Byron Buxton Speaks Candidly About Chronic Knee Injury

Byron Buxton, Minnesota Twins
Bruce Kluckhohn-USA TODAY Sports

Byron Buxton is back in the Minnesota Twins lineup… for now. Sunday will be his second-straight day in center field, if he’s written into it again. But at this point, Twins’ fans are just waiting for the next time his knee acts up and he is forced back to the injured list yet again.

It’s good to have Buck back. He’s a big part of the leadership group in Minnesota’s locker room and they are a better team when he is able to play the outfield and stand in the batter’s box.

Byron Buxton knows he is dealing with a chronic knee injury

But Byron Buxton made it clear that his latest injury was confirmation that he will have to deal with a knee that is failing him at a chronic level. According to Bobby Nightengale (Star Tribune) Buck ‘acknowledges his knee pain is something he must manage compared to playing completely pain-free’.

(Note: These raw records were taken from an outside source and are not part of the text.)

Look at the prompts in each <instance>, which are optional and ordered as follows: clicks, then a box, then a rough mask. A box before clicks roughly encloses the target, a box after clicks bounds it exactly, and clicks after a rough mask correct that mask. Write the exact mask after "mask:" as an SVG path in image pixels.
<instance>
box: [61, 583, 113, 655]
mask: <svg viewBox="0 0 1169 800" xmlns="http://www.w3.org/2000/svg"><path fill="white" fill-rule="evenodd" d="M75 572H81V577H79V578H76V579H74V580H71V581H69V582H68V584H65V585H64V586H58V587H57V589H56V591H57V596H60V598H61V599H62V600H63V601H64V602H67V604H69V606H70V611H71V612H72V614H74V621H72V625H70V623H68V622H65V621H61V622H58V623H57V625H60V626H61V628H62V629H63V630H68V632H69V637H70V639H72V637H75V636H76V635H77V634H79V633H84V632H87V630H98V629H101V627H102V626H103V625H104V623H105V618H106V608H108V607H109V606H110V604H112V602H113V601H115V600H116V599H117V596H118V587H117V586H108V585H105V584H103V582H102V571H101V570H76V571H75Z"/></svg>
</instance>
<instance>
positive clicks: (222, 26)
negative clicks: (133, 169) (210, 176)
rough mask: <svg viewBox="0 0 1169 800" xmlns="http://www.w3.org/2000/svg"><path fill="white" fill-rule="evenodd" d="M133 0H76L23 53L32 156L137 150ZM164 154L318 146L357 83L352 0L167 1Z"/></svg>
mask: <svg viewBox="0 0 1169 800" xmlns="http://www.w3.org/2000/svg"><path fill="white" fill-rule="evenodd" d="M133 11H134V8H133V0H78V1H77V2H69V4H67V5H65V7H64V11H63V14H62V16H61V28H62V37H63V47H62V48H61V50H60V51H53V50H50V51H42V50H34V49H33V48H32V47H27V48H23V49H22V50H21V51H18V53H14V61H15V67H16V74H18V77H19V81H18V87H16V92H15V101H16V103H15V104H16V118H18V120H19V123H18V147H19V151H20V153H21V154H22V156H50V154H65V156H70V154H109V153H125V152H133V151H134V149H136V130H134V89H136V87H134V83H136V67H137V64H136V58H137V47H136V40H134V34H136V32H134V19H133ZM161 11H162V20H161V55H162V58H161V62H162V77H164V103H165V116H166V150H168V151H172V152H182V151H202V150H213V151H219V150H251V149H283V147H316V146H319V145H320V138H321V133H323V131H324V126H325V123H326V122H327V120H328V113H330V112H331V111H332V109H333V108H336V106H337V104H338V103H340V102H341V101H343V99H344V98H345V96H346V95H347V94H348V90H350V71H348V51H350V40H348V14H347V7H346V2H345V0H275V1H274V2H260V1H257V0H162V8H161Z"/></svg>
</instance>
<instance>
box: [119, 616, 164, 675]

“It’s back to the point where I feel like I can go again. Just trial and error, we don’t know when or if that’ll happen again. It’s just one of those things where you’ve got to put it on the back burner and just keep trusting what we’re doing and just go play.”

“I don’t want to have to do anything differently than what I was doing. I know that with what I was doing, this happened, but I went through spring training, then I went through the month I did before [the injury]. Just trying to figure out better ways to manage it.”

Byron Buxton on trying to manage his knee injury (quote via Star Tribune)

For a long time, optimists figured there would be some sort of procedure that Buxton and his team would find that would cure his chronic knee issues up for good. It is 2024, after all. You just don’t hear about a lot of baseball players these days whose careers are being killed by knee injuries.

Unfortunately, that has not been the case. When Buck entered spring training with a smile on his face and plans to steal 30 bases, I too felt a small glimmer of hope, deep down in my baseball gut. Was it possible that modern medicine finally caught up with Byron Buxton’s bad knees?

About 30 regular season games (not 30 stolen bases) later, those dreams were crushed when Buxton came up limping during a failed stolen base attempt. He immediately exited the game and landed on the short-term injured list a few days later, after an MRI.

Nobody knows exactly what Byron Buxton’s future holds with the Minnesota Twins… but it isn’t at DH

Byron Buxton, Minnesota Twins
Photo: Bruce Kluckhohn-USA TODAY Sports

Now, as Buck gets ramped back up, optimists must shift their Buxton focus fully over to a more macro view. On the overall amount of games that Byron is able to play each season. Remember, his contract is fully guaranteed ($15M/YR) through 2028.

Minnesota cannot trade Buxton without his blessing until 2027, and even then the limited list of teams is only five-deep. That’s why it can no longer be about whether or not Byron can free himself from injury hell. It’s apparent that realistically isn’t going to happen.

Another thing that isn’t going to happen. DH. The 30-year-old Baxley (GA) native made it clear that being a designated hitter is no longer part of his plan. Ever.

“Not to keep harping on DHing, but that’s, like, written in my head. That’s something I don’t want to do. Mentally, that was a toll. Anything for me to stay away from that. I know I’m going to have to do it at some points, but to be able to know that you’re freely going out to center — that gives your mind some peace.”

Byron Buxton on the possibility of DH-ing more often (quote via Star Tribune)

Take every year as it comes and know that Byron is going to miss 50 or more games, just due to his decaying knee. But, the closer we can get him to 162 games, the better the Minnesota Twins will be. Then, make sure he is as healthy as possible entering September, hopefully October.

Related: New MLB + Roku Deal Gives Bally-less Twins Fans Some Free Games to Watch

Because one thing is for sure, Byron Buxton is going to be in and out of the lineup and managing his knee issues throughout the entirety of, not just his baseball career, but the rest of his life. How well he can do that for the next handful of years will dictate how the baseball world looks back on his professional career.